Pour la petite histoire, la version japonaise dispose d’une petite introduction très réussie (et drôle), ainsi que de petits interludes, totalement absents de notre version occidentale. Si vous le pouvez, jetez aussi un œil du côté de Kunio Kun Nekketsu Soccer League, la suite directe de World Cup, avec un concept plus abouti et complet.
Enfin, soulignons que si Nintendo World Cup a été lancé sur NES, le jeu fut également un incontournable du petit GameBoy. Au Japon, le jeu, sous son appellation Nekketsu Kōkō Dodgeball-bu: Soccer-hen, a également été décliné sur PC Engine et sur SEGA Mega Drive.

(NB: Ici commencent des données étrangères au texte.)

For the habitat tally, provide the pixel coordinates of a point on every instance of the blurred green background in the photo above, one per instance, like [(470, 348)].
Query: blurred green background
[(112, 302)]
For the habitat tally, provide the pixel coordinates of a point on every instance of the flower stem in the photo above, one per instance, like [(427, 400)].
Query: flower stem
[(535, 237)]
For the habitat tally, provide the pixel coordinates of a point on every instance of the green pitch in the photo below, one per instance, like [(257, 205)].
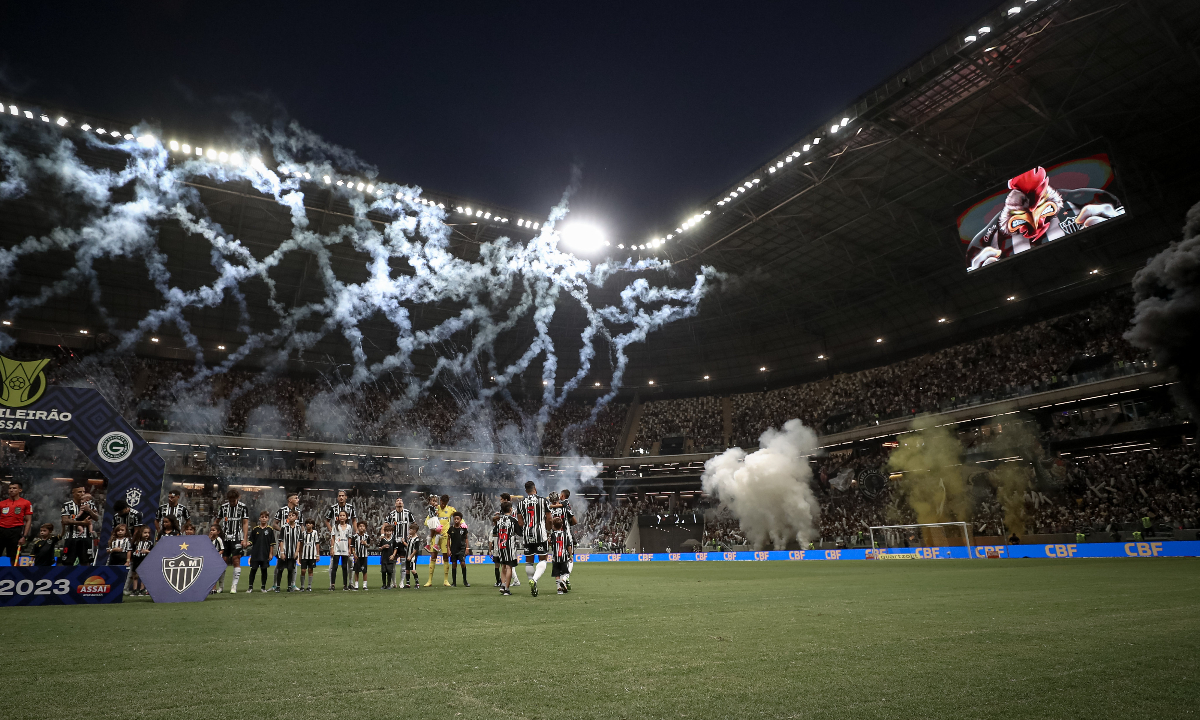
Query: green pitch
[(928, 639)]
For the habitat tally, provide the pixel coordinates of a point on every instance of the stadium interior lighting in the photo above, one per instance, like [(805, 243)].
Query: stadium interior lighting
[(582, 237)]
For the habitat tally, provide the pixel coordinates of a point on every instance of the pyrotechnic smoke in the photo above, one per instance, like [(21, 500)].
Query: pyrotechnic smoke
[(118, 216), (931, 462), (1167, 316), (768, 490)]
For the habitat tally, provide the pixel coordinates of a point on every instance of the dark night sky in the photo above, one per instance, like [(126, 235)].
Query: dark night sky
[(664, 106)]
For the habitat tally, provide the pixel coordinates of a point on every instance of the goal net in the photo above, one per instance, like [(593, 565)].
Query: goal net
[(933, 534)]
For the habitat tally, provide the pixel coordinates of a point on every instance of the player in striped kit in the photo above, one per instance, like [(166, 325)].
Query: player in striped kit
[(562, 509), (288, 552), (509, 537), (559, 552), (292, 508), (233, 519), (533, 510), (310, 552)]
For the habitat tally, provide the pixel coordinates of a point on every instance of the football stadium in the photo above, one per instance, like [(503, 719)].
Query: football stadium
[(285, 436)]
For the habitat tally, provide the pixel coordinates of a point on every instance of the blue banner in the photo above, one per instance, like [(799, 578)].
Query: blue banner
[(79, 585), (1170, 549)]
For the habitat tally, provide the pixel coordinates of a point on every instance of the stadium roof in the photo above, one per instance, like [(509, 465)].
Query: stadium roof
[(844, 245)]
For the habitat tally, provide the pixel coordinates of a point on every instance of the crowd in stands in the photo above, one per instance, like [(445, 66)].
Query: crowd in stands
[(699, 419)]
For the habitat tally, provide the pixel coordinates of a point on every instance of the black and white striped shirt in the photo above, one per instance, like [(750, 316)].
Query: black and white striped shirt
[(179, 511), (131, 519), (348, 509), (281, 516), (76, 511), (289, 540), (361, 545), (401, 520), (229, 519), (533, 517), (310, 545)]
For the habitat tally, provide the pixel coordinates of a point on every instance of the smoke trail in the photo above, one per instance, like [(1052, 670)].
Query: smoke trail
[(409, 265), (931, 462), (1167, 316), (768, 490)]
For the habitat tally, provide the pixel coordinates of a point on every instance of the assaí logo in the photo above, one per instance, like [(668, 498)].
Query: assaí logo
[(94, 586), (21, 382)]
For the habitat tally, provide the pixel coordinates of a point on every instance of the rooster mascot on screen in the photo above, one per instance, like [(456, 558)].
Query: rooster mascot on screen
[(1036, 214)]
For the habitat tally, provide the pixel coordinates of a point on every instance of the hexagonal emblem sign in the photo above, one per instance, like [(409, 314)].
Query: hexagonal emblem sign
[(181, 569)]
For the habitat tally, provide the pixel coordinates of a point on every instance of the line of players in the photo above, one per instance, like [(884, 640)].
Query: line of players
[(538, 526)]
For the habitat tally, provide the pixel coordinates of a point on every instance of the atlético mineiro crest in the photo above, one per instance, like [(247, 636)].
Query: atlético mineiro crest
[(181, 571)]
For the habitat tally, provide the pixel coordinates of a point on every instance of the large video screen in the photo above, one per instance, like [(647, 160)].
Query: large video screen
[(1039, 207)]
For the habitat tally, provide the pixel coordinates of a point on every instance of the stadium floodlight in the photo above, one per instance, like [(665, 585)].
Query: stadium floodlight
[(582, 237)]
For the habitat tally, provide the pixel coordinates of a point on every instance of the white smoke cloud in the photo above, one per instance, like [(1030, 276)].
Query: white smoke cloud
[(409, 264), (768, 490)]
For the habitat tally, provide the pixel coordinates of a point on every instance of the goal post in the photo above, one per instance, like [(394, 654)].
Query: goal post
[(927, 534)]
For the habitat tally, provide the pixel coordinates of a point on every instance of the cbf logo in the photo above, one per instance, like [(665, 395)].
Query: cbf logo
[(114, 447), (181, 571), (21, 383)]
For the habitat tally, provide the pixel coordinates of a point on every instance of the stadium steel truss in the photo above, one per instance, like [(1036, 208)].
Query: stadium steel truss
[(844, 255)]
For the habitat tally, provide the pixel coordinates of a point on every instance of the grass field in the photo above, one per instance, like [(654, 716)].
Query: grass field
[(948, 639)]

Par la suite, la licence a finalement cédé à d'autres disciplines sportives comme le ballon prisonnier, le basket et le hockey sur NES, ou encore le base-ball sur Super Nintendo.
Un jeu de bagarre où l’on peut marquer des buts
Aussi loufoque qu’un River City Ransom (dont il était originellement un spin-off), Nintendo World Cup a su séduire les joueurs de l’époque par son humour omniprésent, son ambiance singulière et un côté décalé (et bagarreur) complètement inattendu. Alors oui, c’est un peu répétitif et pas très passionnant en solo, mais à deux (voire trois ou quatre) joueurs, l’expérience est transfigurée et on part alors pour de longues sessions de jeu, entre fous rires, tacles assassins et tirs spéciaux qui font décoller les gardiens.
Dommage toutefois que notre version occidentale ait été amputée de certains contenus par rapport à la version japonaise. Néanmoins, pour beaucoup de (vieux) joueurs, Nintendo World Cup a constitué à l’époque l’un de leurs premiers jeux de foot. Il se murmure même, dans les milieux autorisés, qu’il reste aujourd’hui encore secrètement considéré par nombre d’entre eux comme l’un de leurs jeux de football préférés.